Dive Brief:
- Authentic Brands Group (ABG) has teamed with financial firm B. Riley to buy Barneys' assets for approximately $271.4 million in cash, according to a filing with the United States Bankruptcy Court in the Southern District of New York.
- The so-called stalking horse bid precludes the scheduled auction later this month unless a higher bid comes in. Bids are due Oct. 22, and if any qualify, an auction will be held Oct. 24. A group led by entrepreneur Sam Ben-Avraham is reportedly interested, but has encountered difficulty assembling the needed financing, according to news reports.

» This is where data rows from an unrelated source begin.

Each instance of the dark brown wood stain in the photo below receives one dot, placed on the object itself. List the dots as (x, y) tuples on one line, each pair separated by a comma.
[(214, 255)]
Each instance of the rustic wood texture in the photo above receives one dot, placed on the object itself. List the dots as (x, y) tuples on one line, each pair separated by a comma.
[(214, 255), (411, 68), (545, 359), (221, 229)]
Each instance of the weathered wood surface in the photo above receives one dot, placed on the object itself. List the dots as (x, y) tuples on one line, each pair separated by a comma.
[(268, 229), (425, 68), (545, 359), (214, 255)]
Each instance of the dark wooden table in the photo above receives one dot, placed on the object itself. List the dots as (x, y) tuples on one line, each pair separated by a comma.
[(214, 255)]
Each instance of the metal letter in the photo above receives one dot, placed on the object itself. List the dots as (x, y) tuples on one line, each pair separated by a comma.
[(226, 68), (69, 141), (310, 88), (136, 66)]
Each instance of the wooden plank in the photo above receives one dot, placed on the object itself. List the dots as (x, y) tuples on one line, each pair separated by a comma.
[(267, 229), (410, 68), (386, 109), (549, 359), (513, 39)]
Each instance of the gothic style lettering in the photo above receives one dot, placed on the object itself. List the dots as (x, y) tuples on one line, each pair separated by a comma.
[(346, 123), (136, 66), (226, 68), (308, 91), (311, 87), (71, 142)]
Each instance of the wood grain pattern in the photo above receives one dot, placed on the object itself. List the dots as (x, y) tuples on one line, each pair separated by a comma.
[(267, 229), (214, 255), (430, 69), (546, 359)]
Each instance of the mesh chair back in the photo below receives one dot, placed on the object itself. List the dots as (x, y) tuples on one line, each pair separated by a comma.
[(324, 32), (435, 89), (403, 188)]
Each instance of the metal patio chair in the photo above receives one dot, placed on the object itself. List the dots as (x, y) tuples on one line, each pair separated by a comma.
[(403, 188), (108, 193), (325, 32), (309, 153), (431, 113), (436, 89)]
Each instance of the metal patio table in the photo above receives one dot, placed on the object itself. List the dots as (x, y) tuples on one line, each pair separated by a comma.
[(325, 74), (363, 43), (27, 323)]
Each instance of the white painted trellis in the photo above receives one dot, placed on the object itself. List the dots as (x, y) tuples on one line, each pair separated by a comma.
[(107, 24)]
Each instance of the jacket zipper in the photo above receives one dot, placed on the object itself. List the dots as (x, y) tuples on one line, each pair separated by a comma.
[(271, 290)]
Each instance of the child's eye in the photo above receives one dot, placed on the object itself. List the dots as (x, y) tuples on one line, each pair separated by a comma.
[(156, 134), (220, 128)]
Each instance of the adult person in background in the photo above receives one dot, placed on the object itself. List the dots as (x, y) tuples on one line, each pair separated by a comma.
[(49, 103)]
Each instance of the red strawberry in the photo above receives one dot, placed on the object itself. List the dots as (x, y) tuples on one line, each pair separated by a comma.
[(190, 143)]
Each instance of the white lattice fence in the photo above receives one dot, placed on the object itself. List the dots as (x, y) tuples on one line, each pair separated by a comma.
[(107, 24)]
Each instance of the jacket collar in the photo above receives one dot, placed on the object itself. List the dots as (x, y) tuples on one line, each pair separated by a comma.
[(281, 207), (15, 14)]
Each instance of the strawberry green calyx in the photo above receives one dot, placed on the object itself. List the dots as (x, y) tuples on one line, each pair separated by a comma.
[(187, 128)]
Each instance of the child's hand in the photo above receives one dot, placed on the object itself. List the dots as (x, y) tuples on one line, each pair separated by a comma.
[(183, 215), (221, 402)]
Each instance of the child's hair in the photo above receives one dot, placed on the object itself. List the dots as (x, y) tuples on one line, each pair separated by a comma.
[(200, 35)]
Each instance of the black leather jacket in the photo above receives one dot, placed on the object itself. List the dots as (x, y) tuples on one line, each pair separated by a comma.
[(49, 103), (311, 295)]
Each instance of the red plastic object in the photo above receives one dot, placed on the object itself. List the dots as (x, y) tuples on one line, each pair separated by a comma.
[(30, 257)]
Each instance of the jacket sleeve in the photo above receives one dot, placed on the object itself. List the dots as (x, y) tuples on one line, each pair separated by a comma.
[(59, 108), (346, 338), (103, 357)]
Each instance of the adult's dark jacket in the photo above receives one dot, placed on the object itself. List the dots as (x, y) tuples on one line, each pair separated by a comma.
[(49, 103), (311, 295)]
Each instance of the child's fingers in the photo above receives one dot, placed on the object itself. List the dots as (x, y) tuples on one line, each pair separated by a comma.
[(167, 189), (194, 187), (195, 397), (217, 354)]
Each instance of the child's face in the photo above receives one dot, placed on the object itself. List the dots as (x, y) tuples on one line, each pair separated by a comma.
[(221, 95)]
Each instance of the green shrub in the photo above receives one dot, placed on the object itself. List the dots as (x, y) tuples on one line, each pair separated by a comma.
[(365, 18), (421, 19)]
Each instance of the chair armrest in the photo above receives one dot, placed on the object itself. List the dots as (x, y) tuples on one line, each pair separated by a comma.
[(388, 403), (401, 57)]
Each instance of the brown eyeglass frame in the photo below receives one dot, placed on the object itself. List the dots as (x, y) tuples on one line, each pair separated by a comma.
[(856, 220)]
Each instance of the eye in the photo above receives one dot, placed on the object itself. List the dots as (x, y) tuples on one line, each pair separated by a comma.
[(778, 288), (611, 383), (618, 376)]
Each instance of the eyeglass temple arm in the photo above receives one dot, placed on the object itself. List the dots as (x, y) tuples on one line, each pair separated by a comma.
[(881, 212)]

- The proposal entails the closure of seven Barneys stores: two in New York City, one in Central Valley, New York, three in California (Beverly Hills, San Francisco and Livermore), and one in Boston, the documents show. The stores closing include all five full-price Barneys stores and two listed as outlets. Another 15 stores in eight states are not part of the deal, according to the filing.
Dive Insight:
If Authentic Brands Group's ultimate plans are to tie the Barneys brand to Saks Fifth Avenue, as the Wall Street Journal continues to report, the beleaguered department store's brand would live on in its New York City hometown, and elsewhere Saks operates.
Barneys and ABG did not immediately return Retail Dive's request for comment about the deal on the table. B. Riley said in a statement emailed to Retail Dive: "B. Riley Financial and our affiliates are pleased to work with ABG in support of preserving the value of Barneys New York and its iconic brand."
Saks owner HBC also did not respond to Retail Dive's request for clarification about its involvement. But, while a relationship with Saks would ensure the Barneys name survives, it might not preserve what made Barneys unique. The retailer for years has offered luxury shoppers an edgy, creative assortment that Thomai Serdari, professor of luxury marketing and branding at New York University's Stern School of Business, deems "avant guard," and that Shawn Grain Carter, professor of fashion business management at the Fashion Institute of Technology, sees as once the epitome of "downtown cool."
Such a tie-up should benefit Saks, as it might bring in the young shoppers who still frequent Barneys, an unusual boast for a department store these days. "I think it's reasonable to believe that the Barneys brand has enough cache that it could bring a younger, millennial shopper into Saks, at least that appears to be the thinking," Sanford Stein, retail analyst and author of "Retail Schmetail," told Retail Dive earlier this week. "It sounds like they are planning on creating Barneys shops within Saks, and if it's executed well could indeed become a feature Saks needs."
The privately-owned retailer has struggled for months amid steeply climbing rents, especially at its Madison Avenue location in New York, and weeks ago said it might not make it through the summer. Barneys filed for Chapter 11 protection in August and secured emergency financing shortly after.